Elasticsearch: 5.0 painless feedback: it's a PAIN to get the source document

Created on 29 Nov 2016 · 11Comments · Source: elastic/elasticsearch

I just wanted to log this as it caused me much frustration and isn't very consistent for the end user trying to write scripts...

To get the document as part of a pipeline inline script you would use ctx. Previously in transforms it was ctx._source.
To get the document as part of an update by query script you would use ctx._source. This hasn't changed since the previous versions.
Somewhat related, if you want to access source doc and properties in a pipeline processor it (https://www.elastic.co/guide/en/elasticsearch/reference/master/accessing-data-in-pipelines.html) You just use _source or the property name.
For combining fields / accessing doc values you would use total += doc['goals'][i]; (https://www.elastic.co/guide/en/elasticsearch/reference/master/modules-scripting-painless.html#_accessing_doc_values_from_painless).

For the love of PAINLESS can we please standardize on one common name to get the source doc. This is just out of hand and very unintuitive. I prefer just to have doc be the common variable across all of these.

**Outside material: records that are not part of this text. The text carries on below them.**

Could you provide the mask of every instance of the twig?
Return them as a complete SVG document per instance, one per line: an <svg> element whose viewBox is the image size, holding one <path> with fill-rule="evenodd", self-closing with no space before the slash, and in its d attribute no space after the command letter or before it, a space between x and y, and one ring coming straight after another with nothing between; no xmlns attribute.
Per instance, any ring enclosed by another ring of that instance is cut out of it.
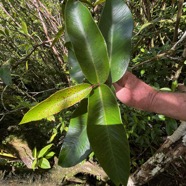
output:
<svg viewBox="0 0 186 186"><path fill-rule="evenodd" d="M11 3L8 3L8 5L11 7L11 9L14 9L16 11L16 8L14 6L12 6ZM0 7L3 9L3 11L5 12L5 14L10 17L12 19L12 21L19 27L21 28L21 25L11 16L11 14L9 14L9 12L5 9L5 7L3 6L2 3L0 3ZM10 23L9 23L10 24ZM23 32L20 32L20 30L18 28L16 28L16 31L19 32L21 35L24 35L25 37L29 37L30 39L33 40L32 35L30 34L24 34Z"/></svg>
<svg viewBox="0 0 186 186"><path fill-rule="evenodd" d="M22 110L22 109L24 109L24 108L25 108L25 107L21 107L21 108L15 109L15 110L10 110L10 111L7 111L7 112L0 113L0 116L2 116L2 117L0 118L0 121L2 121L6 115L12 114L12 113L17 112L17 111L19 111L19 110Z"/></svg>
<svg viewBox="0 0 186 186"><path fill-rule="evenodd" d="M20 24L17 23L16 20L6 11L6 9L4 8L4 6L2 5L2 3L0 3L0 7L1 7L2 10L6 13L6 15L12 19L12 21L13 21L18 27L21 27Z"/></svg>
<svg viewBox="0 0 186 186"><path fill-rule="evenodd" d="M28 143L23 139L13 136L13 139L8 144L12 146L12 150L15 151L16 155L23 161L27 168L31 169L34 158Z"/></svg>
<svg viewBox="0 0 186 186"><path fill-rule="evenodd" d="M37 12L38 12L38 16L39 16L39 19L40 19L41 24L42 24L42 26L43 26L43 30L44 30L44 32L45 32L46 38L47 38L48 41L51 41L51 39L50 39L50 37L49 37L49 35L48 35L47 26L46 26L46 24L45 24L45 21L44 21L42 15L41 15L41 11L40 11L40 8L39 8L39 6L40 6L40 1L39 1L39 0L34 0L34 1L33 1L33 5L36 7L36 10L37 10ZM51 46L51 48L52 48L54 54L56 55L58 61L60 62L61 65L63 65L64 62L63 62L63 60L60 58L60 56L59 56L59 54L58 54L58 52L57 52L57 49L56 49L54 46L52 46L52 42L49 42L49 43L50 43L50 46Z"/></svg>
<svg viewBox="0 0 186 186"><path fill-rule="evenodd" d="M178 13L177 13L177 18L176 18L176 26L174 30L173 42L176 42L178 39L178 28L179 28L180 19L182 16L183 3L184 3L184 0L179 0L178 2Z"/></svg>
<svg viewBox="0 0 186 186"><path fill-rule="evenodd" d="M59 23L56 21L56 19L51 15L51 13L47 10L47 8L43 5L43 3L39 2L40 6L45 10L46 14L45 17L48 18L48 20L51 22L51 20L55 23L55 26L53 27L53 29L55 29L55 31L58 31L58 26ZM42 12L43 13L43 12Z"/></svg>
<svg viewBox="0 0 186 186"><path fill-rule="evenodd" d="M8 87L8 85L5 86L5 88L3 89L2 93L1 93L1 103L2 103L2 106L3 106L4 110L9 111L9 110L6 108L6 106L5 106L5 104L4 104L4 101L3 101L4 92L6 91L7 87Z"/></svg>
<svg viewBox="0 0 186 186"><path fill-rule="evenodd" d="M22 63L23 61L26 61L26 60L36 51L36 49L37 49L38 47L43 46L43 45L45 45L45 44L47 44L47 43L50 43L51 41L52 41L52 40L50 40L50 41L43 41L42 43L39 43L39 44L33 46L32 51L31 51L28 55L26 55L24 58L20 59L15 65L13 65L13 68L17 67L17 65L19 65L19 64Z"/></svg>
<svg viewBox="0 0 186 186"><path fill-rule="evenodd" d="M3 121L3 119L5 117L5 114L3 113L3 114L0 114L0 115L2 115L2 117L0 118L0 121Z"/></svg>
<svg viewBox="0 0 186 186"><path fill-rule="evenodd" d="M131 176L127 186L143 185L165 170L177 158L185 155L186 122L167 138L163 145ZM184 137L183 137L184 136ZM180 140L182 138L182 141ZM180 140L180 141L178 141ZM176 142L176 143L175 143Z"/></svg>
<svg viewBox="0 0 186 186"><path fill-rule="evenodd" d="M180 126L176 129L176 131L171 136L168 137L168 139L171 141L171 144L178 141L183 135L185 135L185 132L186 132L186 122L182 121Z"/></svg>
<svg viewBox="0 0 186 186"><path fill-rule="evenodd" d="M141 65L144 65L146 63L152 62L152 61L157 61L158 59L161 59L163 57L167 57L167 58L172 58L173 60L177 60L177 61L182 61L182 57L179 58L174 58L172 56L170 56L178 46L180 46L181 43L183 43L186 40L186 31L183 33L183 35L181 36L181 38L167 51L157 54L155 57L152 57L146 61L143 61L135 66L133 66L131 69L135 69Z"/></svg>
<svg viewBox="0 0 186 186"><path fill-rule="evenodd" d="M78 173L93 175L103 182L107 182L109 180L104 170L99 165L91 161L85 161L70 168L63 168L56 165L56 167L51 169L50 177L52 180L57 182L61 182L61 180L73 181L75 175Z"/></svg>
<svg viewBox="0 0 186 186"><path fill-rule="evenodd" d="M183 33L183 35L181 36L181 38L172 46L171 50L176 50L176 48L177 48L182 42L184 42L185 39L186 39L186 31Z"/></svg>
<svg viewBox="0 0 186 186"><path fill-rule="evenodd" d="M158 59L163 58L166 55L167 55L167 52L160 53L160 54L156 55L155 57L152 57L152 58L150 58L150 59L148 59L146 61L143 61L143 62L141 62L141 63L133 66L131 69L135 69L135 68L137 68L137 67L139 67L141 65L144 65L144 64L149 63L149 62L152 62L152 61L157 61Z"/></svg>
<svg viewBox="0 0 186 186"><path fill-rule="evenodd" d="M29 94L33 94L33 96L36 96L38 94L42 94L42 93L45 93L45 92L50 92L50 91L53 91L53 90L56 90L56 88L51 88L51 89L43 90L43 91L40 91L40 92L29 92Z"/></svg>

:CorInfrScripting >enhancement

Source

niemyjski

👍3

Most helpful comment

Painless is very painful. I am looking to do something very simple: change all of the array type elements in my json to have "_nested_" prepended to its key (so that I can do dynamic nested type mapping).

So: { arr: [1,2] } -> { _nested_arr: [1,2] }

In javascript, this was a simple as:

(function transform(c) {
    for (var keys = Object.keys(c), i = 0; i < keys.length; i++) {
        var key = keys[i],
            val = c[key];

        if (Array.isArray(val)) {
            c["_nested_" + key] = val;
            delete c[key];
            transform(val);
        } else if (typeof val === "object")
            transform(val);
    }
})(ctx);

But the painless documentation is very confusing!
a. What is the type of ctx/ctx._source (sounds like map), and which one should I be referring to?
b. How does on iterate throughctx/ctx._source?
c. How does one delete a key on ctx/ctx._source?
d. Is painless pass by reference, or pass by value (will updating an element in a map update its parent)?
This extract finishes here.